See that I used the switch case as you taught me (formula above)

Regarding the offset column, I incorporated it into the calculation with a variable (var_qtd_prev_row). And with that, within the if or else if, I included the rule inside.
It was a way to learn as well.

Now, I would like to migrate this entire formula to the Java Snippet and see if our friend, takk, could help me.
In other words, I want to replicate exactly the result I achieved in the “column expressions” in the Java Snippet so that I can understand how it works.
Yesterday, I tried to do it myself, but I couldn’t include the variables.

Actually, right from the start, with the row index, the rule is not the same.
For example, in the column expression, the rule for the row index is simple, just type rowindex().
But it seems to me that the Java Snippet is totally different.

Later, I will open a new topic, set up the flow, and notify takk to see if he can simulate it for me and recreate it in Java. It will be a way for me to learn and it becomes easier when it’s a subject I’m familiar with.
In another topic, @ArjenEX helped me with a question I asked about whether it’s possible to fill two columns at the same time using the same variable as output, and in Java Snippet it’s possible. I found it very interesting. But learning Java is complex, there are different concepts.

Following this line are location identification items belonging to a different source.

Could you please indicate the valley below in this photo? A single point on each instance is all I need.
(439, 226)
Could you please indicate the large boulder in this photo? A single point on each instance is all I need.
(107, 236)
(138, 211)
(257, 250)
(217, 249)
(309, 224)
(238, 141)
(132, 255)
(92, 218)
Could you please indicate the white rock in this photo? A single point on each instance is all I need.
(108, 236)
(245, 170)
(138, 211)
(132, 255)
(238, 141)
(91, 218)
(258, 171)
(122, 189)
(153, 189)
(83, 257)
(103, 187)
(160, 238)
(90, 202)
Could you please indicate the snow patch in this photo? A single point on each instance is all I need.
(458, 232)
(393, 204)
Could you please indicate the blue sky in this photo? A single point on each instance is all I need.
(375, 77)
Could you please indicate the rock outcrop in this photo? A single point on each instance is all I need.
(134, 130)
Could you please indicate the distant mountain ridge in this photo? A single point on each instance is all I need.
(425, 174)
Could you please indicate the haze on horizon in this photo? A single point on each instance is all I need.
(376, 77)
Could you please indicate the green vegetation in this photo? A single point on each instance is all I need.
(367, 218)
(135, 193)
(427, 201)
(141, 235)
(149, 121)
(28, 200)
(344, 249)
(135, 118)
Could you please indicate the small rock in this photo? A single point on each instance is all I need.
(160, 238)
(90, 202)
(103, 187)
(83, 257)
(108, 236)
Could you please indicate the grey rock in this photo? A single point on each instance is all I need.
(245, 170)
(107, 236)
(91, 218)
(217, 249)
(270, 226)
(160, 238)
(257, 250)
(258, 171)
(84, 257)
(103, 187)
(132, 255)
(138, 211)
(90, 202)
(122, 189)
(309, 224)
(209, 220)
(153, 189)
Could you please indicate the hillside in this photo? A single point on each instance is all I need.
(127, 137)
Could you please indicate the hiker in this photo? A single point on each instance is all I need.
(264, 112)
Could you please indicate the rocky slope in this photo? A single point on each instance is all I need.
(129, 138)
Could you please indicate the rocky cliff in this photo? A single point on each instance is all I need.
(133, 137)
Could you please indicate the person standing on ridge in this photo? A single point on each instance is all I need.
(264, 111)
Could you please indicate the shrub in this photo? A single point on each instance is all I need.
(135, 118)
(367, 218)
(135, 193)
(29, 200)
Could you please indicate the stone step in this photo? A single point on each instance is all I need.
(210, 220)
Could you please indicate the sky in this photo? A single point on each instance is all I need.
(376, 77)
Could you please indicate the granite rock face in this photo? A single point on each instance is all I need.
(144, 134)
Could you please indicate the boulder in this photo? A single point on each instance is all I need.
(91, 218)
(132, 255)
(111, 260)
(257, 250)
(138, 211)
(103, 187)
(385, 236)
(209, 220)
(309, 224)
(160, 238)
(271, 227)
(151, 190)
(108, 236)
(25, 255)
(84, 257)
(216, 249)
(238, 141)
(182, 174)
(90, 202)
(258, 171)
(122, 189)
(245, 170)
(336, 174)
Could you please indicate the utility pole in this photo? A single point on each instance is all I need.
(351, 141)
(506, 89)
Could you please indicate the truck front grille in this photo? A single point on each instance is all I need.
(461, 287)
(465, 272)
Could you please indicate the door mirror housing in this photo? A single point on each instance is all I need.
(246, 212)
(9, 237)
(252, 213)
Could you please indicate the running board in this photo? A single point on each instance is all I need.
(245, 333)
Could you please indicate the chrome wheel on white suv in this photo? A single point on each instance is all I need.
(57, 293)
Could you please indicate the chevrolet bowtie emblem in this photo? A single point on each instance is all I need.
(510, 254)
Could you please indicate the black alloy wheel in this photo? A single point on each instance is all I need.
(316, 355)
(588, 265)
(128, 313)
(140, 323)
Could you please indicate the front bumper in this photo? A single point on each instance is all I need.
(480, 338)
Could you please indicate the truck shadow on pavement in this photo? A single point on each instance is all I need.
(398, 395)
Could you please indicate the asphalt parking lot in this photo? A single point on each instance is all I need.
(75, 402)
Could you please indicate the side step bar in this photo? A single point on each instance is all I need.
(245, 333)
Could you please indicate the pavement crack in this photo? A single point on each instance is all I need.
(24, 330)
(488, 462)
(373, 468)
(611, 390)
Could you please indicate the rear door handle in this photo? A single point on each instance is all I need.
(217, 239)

But anyway, what you taught me about the switch changed everything for me. I will use it a lot.
There must be so much more to learn with “column expressions” still.

1 Like

Hello @Felipereis50,

I just shared links but you did all the work so congrats. Anyways glad it helped.

Br,
Ivan

This topic was automatically closed 7 days after the last reply. New replies are no longer allowed.